Merchant banks are now unnecessary for acquisitions and flotations of up to pounds 1bn, leading accountancy firms claimed yesterday, as UK audit firms took note of the American move.
While KPMG Baymark remains independent from the accountancy firm, it will license its name and use KPMG's services for mergers and acquisitions.
One head of corporate finance at a rival UK accountancy firm commented yesterday on the BayMark launch: "We were all pretty amazed by that and trying to work out what it means."
Neil Lerner, head of corporate finance at KPMG in the UK, insisted that the BayMark launch was purely an American affair, and that the UK firm had no plans to underwrite share issues. "That doesn't mean that we couldn't get a club [of investors] together to purchase capital - but we have no plans to do so at the moment."
The corporate finance divisions of the large accountancy firms captured the UK management buyout market in the 1980s when the merchant banks were preoccupied with mega-deals.

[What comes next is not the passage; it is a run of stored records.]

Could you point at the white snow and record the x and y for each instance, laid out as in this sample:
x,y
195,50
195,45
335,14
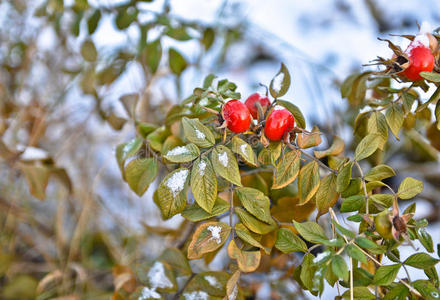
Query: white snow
x,y
200,135
277,82
321,256
223,158
202,167
176,182
197,295
157,277
148,293
215,232
243,148
178,151
233,294
213,281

Formerly worried that the merchant banks would resent their auditors competing with them, the accountants are now competing on M&A work head- on, and going for larger deals.
Mr Lerner said medium- sized merhcant banks were under increasing pressure from accountancy firms in corporate finance. "We are now seeing a polarisation between the bulge-bracket banks, like SBC Warburg, and the smaller houses giving pure advice. What will happen to those in the middle is not so clear."
Last week KPMG advised on and sponsored the largest public deal by an accountancy firm in the UK, when the engineering group Rubicon acquired Calder for pounds 94m and raised pounds 15m extra capital, bringing the enlarged group's market capitalisation to more than pounds 150m.